Juve are unlikely to even win the Scudetto this season. Their nine-year winning streak is set to come to an end as they trail leaders Inter by 10 points, albeit with a game in hand.
From Ronaldo’s point of view, he must ask himself whether it is worth spending the final years of his career at a club that is simply not at his level. He is 36 now and he deserves to be playing in Champions League semis and finals.
From Juve’s side, they need Ronaldo’s salary off their books if they are to implement the kind of squad-rebuild they so badly require. It is pointless having the best player in the world in attack if you have Rodrigo Bentancur, Adrien Rabiot and Weston McKennie supplying him. Or if you have a rookie as your coach.
Of course, there is no guarantee that Juve will find a buyer for Ronaldo – whose contract expires in 2022. Just like Lionel Messi, there are few clubs who will be prepared to sanction such a lavish salary during this economic climate.
And Ronaldo will know that.
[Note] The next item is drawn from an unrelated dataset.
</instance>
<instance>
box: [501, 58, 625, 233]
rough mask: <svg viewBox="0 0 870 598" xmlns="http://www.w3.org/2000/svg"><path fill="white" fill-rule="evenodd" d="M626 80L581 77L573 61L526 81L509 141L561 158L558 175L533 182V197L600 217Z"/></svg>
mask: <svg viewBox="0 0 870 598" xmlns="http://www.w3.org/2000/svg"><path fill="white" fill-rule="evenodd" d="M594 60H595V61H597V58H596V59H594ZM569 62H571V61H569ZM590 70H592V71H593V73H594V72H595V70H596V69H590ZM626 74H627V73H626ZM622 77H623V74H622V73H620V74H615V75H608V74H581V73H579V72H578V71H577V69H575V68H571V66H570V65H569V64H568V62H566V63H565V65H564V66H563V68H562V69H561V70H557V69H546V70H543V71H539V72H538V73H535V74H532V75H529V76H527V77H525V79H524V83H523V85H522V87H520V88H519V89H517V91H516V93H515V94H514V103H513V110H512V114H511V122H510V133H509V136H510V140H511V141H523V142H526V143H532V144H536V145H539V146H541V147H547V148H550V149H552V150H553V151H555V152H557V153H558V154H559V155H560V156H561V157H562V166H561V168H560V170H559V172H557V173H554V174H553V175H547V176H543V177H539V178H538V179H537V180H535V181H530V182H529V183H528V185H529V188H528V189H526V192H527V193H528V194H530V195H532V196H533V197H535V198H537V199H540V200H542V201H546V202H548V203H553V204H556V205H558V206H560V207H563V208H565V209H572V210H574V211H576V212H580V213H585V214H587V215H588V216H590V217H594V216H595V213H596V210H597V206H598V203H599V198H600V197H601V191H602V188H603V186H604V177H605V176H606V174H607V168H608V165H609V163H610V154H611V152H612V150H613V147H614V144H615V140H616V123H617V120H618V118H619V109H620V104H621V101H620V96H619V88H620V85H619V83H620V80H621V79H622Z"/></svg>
Perhaps he will be content to see out his deal in Turin. He has already won two Scudetti, two Supercups and one Serie A Player of the Year trophy. He is on track to finish Serie A top-scorer this campaign and is in the final of the Coppa Italia.
Ronaldo is on the verge of a clean sweep of every major team and individual honour in Italy, something he also achieved in Europe’s two other most historically prestigious leagues in England and Spain. That is unprecedented.
But unless Juventus can miraculously win the Champions League, then Ronaldo’s time at Juventus will be seen as a gamble that failed. And perhaps, it is time for the Bianconeri to swallow their losses and move on this summer.